The impact of the resources event in May this year has continued as more teachers visit and make use of the resources portal.
However, the journey to develop these resources was not without its challenges. Alisa Gin, the Primary Education Development Manager at CfBT, played a key role in this project. Her journey with CfBT began 14 years ago when she arrived in Brunei in June 2009. Initially, she worked as a primary teacher in one of the schools in the Belait District, teaching three large Pra classes. After only six months of teaching, her career took off when she successfully applied for the role of Education Project Manager, now known as Education Development Manager, in April 2010.
Although she initially intended to work for only 18 months, she found herself enjoying her work and life in Brunei. Being closer to her home country, New Zealand, and having the convenience of travelling to Malaysia and neighbouring countries to visit her family were additional benefits. Alisa also cherished the hot tropical weather and the opportunity to immerse herself in Brunei’s beautiful rainforests. At CfBT, she has been overseeing projects that aim to provide high-quality and impactful educational initiatives and outcomes for the children of Brunei. Currently, her research focuses on the English Language Peer Partnership program alongside Jennyfer Townsend.
Alisa’s partner on the project is Adilla Burke, a Secondary Education Development Manager. Before coming to Brunei, Adilla found the hustle and bustle of life in London overwhelming, especially as a single mother living five miles away from her school. Moving to Brunei felt like a dream for her, as the country offered a quiet and calm atmosphere.
Everything she needed, including her house and her child’s school, was conveniently located within a few minutes of each other. Adilla has been in Brunei for about five years, and during this time, she worked as a secondary teacher in one of the schools in Bandar.
Despite the school being labelled as low attaining, she loved her experience there. Coming from one of the disadvantaged areas in London where academic priorities were lacking, Adilla felt a strong connection to this school. She believed she could make a significant impact, especially while working with the Head of Department (HOD).

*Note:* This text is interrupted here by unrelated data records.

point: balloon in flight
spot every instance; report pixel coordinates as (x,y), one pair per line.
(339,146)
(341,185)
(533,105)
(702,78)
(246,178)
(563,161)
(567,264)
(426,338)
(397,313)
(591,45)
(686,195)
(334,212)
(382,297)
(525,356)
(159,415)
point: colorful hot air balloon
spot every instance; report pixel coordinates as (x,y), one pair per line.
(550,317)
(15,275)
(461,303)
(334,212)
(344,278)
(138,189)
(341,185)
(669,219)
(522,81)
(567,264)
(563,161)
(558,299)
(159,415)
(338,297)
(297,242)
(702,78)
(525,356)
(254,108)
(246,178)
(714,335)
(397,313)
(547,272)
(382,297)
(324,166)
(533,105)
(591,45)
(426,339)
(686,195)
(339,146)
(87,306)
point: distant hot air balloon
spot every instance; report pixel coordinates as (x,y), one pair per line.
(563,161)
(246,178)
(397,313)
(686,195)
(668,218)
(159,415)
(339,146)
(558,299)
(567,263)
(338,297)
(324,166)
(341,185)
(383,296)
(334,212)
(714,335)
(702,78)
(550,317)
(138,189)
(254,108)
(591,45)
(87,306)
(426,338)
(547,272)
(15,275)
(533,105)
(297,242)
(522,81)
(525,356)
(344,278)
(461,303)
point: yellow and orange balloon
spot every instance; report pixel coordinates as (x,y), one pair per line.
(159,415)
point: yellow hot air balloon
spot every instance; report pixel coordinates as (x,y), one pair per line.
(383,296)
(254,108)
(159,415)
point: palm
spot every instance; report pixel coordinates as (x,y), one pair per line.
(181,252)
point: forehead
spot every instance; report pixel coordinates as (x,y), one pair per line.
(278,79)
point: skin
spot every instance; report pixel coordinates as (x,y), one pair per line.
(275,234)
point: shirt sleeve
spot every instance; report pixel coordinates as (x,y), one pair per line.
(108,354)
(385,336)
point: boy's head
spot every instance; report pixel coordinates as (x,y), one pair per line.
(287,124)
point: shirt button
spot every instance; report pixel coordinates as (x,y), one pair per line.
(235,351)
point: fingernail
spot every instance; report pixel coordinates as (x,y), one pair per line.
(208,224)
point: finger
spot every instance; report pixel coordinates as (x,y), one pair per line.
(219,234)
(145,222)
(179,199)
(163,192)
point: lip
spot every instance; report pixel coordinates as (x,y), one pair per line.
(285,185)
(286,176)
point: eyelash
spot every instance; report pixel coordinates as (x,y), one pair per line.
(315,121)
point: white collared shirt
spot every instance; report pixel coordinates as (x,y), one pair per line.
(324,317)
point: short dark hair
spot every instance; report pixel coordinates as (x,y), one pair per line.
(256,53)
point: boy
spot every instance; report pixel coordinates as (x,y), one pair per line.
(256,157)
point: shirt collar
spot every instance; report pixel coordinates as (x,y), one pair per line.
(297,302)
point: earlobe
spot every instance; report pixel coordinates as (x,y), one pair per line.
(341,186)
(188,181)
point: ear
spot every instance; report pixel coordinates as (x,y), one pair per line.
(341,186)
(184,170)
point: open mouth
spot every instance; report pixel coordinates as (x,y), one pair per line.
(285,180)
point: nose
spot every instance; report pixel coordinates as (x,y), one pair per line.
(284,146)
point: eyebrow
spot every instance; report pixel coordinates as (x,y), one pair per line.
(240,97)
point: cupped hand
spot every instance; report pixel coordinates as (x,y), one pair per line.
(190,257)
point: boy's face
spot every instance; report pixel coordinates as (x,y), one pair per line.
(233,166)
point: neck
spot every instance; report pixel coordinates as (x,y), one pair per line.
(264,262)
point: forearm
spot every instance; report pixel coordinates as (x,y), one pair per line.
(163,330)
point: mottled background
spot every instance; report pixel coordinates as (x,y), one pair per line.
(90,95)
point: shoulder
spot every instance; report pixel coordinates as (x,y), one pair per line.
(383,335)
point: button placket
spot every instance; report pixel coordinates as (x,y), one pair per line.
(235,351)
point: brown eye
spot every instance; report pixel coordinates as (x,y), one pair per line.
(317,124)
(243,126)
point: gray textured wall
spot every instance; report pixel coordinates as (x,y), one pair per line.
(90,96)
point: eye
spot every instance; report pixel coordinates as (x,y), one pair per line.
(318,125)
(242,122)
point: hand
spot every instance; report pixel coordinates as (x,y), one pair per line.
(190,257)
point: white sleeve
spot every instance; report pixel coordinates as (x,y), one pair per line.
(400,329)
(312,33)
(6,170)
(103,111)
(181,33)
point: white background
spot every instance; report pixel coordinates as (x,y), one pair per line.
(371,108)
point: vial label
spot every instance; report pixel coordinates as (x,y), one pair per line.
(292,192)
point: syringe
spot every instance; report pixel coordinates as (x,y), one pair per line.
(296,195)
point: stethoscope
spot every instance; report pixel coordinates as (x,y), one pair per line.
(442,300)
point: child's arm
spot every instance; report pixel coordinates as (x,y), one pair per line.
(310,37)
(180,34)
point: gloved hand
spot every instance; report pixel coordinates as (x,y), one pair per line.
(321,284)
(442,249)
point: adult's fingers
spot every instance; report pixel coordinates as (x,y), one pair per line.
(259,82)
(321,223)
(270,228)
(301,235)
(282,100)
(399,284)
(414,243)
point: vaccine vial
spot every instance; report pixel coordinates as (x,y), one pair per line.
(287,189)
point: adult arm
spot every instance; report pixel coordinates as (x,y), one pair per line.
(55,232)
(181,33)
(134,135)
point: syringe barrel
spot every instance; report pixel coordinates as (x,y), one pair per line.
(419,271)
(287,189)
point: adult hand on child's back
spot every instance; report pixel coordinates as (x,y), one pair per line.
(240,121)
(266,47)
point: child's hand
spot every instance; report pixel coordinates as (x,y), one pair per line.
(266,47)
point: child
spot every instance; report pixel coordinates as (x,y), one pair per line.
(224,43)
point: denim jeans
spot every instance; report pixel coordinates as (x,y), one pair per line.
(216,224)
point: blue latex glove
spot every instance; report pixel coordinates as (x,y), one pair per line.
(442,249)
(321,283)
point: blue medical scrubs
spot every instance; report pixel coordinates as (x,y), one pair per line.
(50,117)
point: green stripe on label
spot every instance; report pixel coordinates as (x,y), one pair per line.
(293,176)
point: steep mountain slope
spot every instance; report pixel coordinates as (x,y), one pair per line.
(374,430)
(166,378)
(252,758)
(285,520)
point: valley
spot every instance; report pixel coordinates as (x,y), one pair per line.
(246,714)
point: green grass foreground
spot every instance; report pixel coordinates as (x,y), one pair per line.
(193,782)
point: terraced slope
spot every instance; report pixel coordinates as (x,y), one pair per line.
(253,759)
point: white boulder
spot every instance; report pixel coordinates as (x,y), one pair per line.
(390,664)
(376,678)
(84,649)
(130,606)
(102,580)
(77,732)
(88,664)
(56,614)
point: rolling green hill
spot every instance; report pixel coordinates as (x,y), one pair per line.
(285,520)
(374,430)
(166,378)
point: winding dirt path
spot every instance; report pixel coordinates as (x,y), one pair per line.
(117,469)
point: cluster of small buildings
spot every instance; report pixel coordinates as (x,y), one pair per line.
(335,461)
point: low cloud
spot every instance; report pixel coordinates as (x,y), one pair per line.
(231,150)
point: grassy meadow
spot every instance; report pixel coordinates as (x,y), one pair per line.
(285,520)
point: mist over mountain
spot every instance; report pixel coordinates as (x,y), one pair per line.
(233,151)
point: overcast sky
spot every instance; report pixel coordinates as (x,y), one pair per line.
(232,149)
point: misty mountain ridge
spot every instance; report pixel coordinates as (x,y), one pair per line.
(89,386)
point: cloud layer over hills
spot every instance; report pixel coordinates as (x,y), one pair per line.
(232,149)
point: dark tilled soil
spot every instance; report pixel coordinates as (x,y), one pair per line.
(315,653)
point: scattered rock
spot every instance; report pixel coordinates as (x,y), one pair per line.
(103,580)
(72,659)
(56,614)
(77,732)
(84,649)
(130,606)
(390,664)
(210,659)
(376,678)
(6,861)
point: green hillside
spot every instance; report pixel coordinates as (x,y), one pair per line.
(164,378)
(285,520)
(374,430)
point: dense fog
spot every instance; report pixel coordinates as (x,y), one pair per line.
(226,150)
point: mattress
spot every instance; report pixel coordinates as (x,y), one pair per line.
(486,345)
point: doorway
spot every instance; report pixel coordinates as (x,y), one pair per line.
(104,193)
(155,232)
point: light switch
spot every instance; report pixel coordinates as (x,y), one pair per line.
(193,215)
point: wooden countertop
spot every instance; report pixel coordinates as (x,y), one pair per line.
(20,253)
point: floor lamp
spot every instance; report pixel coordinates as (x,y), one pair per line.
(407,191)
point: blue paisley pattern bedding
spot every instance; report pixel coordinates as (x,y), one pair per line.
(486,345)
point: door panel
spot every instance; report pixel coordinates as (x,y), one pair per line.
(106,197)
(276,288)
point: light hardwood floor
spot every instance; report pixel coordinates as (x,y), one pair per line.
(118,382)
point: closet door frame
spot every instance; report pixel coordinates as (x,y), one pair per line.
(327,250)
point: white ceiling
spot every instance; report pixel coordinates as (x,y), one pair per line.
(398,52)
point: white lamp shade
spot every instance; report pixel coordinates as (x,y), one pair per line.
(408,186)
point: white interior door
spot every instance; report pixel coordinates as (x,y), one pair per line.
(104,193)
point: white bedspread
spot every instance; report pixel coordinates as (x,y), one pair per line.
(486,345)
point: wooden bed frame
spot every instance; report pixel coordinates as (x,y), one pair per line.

Transitioning into the role of Education Development Manager was not initially on Adilla’s mind. However, an EDM encouraged her to apply when the opportunity arose. Despite some reservations, a heavy workload, and studies, Adilla eventually applied. To her surprise, she was offered the job.
When she took on the role, Adilla was assigned the responsibility of managing the resources.
Adilla did not know where to start, but being a teacher at heart, she began by asking herself questions like, “What would a teacher want in a resources portal? What would the children like?”
She also recognized the difficulty in accessing some of the resources due to poor organisation. To confirm her thoughts, Adilla gathered a group of teachers from each cluster to verify if they shared the same sentiments. She then conducted a survey to identify what teachers thought about the available resources. The results were appalling, but they also provided her with an opportunity for improvement.
Adilla decided to start with the library, assessing what was already available. She also considered the curriculum demands and envisioned a portal where teachers could access digital resources, as this was the way forward. To bring this vision to life, she collaborated with Suhaila from the IT department, starting from scratch to create an easy-to-use and visually appealing portal for the teachers. The portal was launched in August 2022.
Within four months of its launch, 65% of teachers were using the portal as their main source for resources. Adilla diligently sent update emails to the teachers every 2-3 weeks, which meant constantly finding new resources. This success inspired the development of the primary resource portal, which was later handed over to Alisa.
Although Alisa only joined the project this year, Adilla praised her for being easy to work with.
Alisa, too, appreciated the collaborative approach in promoting the resources, where everyone involved contributed their ideas and overcame challenges.
Adilla emphasised that a clear vision of the next steps was crucial after receiving positive feedback from the previous year. The goal was to extend the resources to all English teachers in Brunei, empowering not just CfBT teachers but educators across the country. They aimed to make teachers’ lives easier while ensuring access to quality resources, aligning with the values of inclusion and diversity.
Statistics for June revealed that there were 300 visits to the primary section alone, and even more so in the secondary section. Alisa found it heartening to see CfBT teachers attending the resources event to support their Bruneian colleagues. These teachers had already tested the waters and were becoming experts. They were then able to assist their Bruneian colleagues in navigating their way through it.
Alisa and Adilla’s passion for their work was evident in the way they described the transformational impact they witnessed on the teachers’ performance and their self-efficacy. Seeing teachers becoming inspired to contribute towards positive change energised them the most. Their shared dedication to empowering teachers and helping students reach their full potential was truly inspiring.
Both Alisa and Adilla truly exemplify all the values of CfBT. When asked which value they felt most connected to, both chose integrity. Alisa expressed,
This value also aligns with collaboration.
On the other hand, Adilla felt a strong connection to excellence in addition to integrity, as she constantly strives for it.